One of the most striking findings of this work was that mixing patterns were more like-with-like with respect to age at the higher intensity levels. This has important implications for the construction and parameterisation of models of disease transmission and for outbreak control. With regards to model construction, the results suggest that mixing patterns should be more assortative for infections which require more intimate contact to effect transmission. With regards outbreak control, it seems apparent that secondary cases are more likely to be closer in age to a primary case for infections that require more intimate contact. Analysis of the meningococcal and measles clusters data lends support to this hypothesis.

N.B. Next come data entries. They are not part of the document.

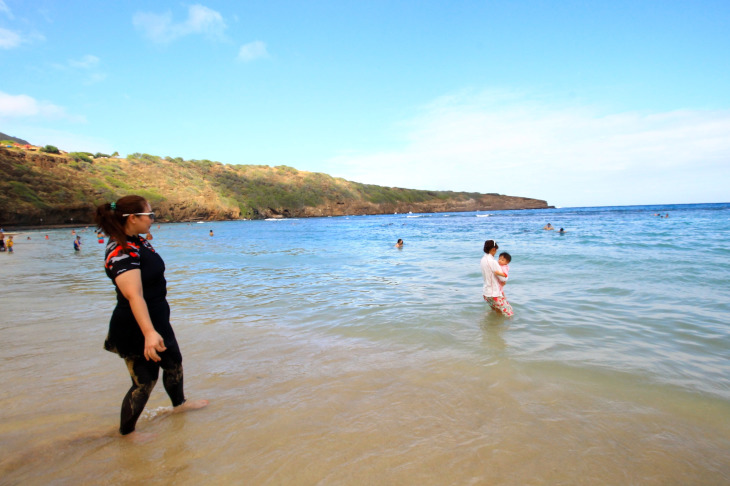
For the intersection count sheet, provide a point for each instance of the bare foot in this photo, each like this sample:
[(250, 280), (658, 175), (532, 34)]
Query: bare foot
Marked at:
[(140, 437), (190, 405)]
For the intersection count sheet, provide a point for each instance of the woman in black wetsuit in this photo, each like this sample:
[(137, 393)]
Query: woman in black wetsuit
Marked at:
[(140, 330)]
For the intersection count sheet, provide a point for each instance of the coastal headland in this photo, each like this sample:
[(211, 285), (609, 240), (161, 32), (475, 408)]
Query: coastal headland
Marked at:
[(41, 189)]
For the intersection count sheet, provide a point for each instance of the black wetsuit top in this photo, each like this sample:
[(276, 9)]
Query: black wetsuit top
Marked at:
[(125, 337)]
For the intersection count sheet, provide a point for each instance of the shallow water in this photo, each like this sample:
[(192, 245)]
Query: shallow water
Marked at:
[(331, 357)]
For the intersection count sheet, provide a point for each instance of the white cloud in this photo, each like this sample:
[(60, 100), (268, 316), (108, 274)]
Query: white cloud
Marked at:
[(161, 28), (86, 62), (24, 106), (252, 51), (9, 39), (5, 10), (569, 155)]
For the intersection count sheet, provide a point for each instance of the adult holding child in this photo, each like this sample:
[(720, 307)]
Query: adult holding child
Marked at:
[(139, 329), (492, 291)]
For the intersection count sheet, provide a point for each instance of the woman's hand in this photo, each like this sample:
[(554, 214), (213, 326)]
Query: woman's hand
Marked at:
[(153, 343)]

The pattern of acquisition of new partners (Figure 1) provides an insight into the structure and dynamics of relevant contact networks. Clearly these networks are not static since the total number of individuals contacted increased with the number of sampling opportunities for all levels of contact except the most intimate (which would also be expected to increase over a longer time-scale). It is interesting that the four levels of contact we defined display a range of patterns, such that there was no evidence to suggest that the rate of acquisition of Level 1 contacts slowed over the period of study, whereas the number of Level 4 contacts saturated almost immediately. The other two levels of contact showed intermediate patterns. Thus it would seem that the more intimate the necessary contact for transmission, the more appropriate it would be to model using a neighbourhood of relatively stable contacts. That is, network models may be more appropriate for infections that require intimate contact, whereas mass action models (or their variants) may be appropriate for those diseases that can be spread via casual contact.

Conclusion

We have demonstrated that it is possible to obtain relevant information on contact patterns for close-contact infections by the use of self-reported diaries. The contact patterns that emerge appear to depend on the degree of intimacy required for transmission to occur. Such information can help guide which models are most appropriate for investigating the behaviour of different infectious diseases, aid the parameterisation of these models, and be of direct use in outbreak investigations.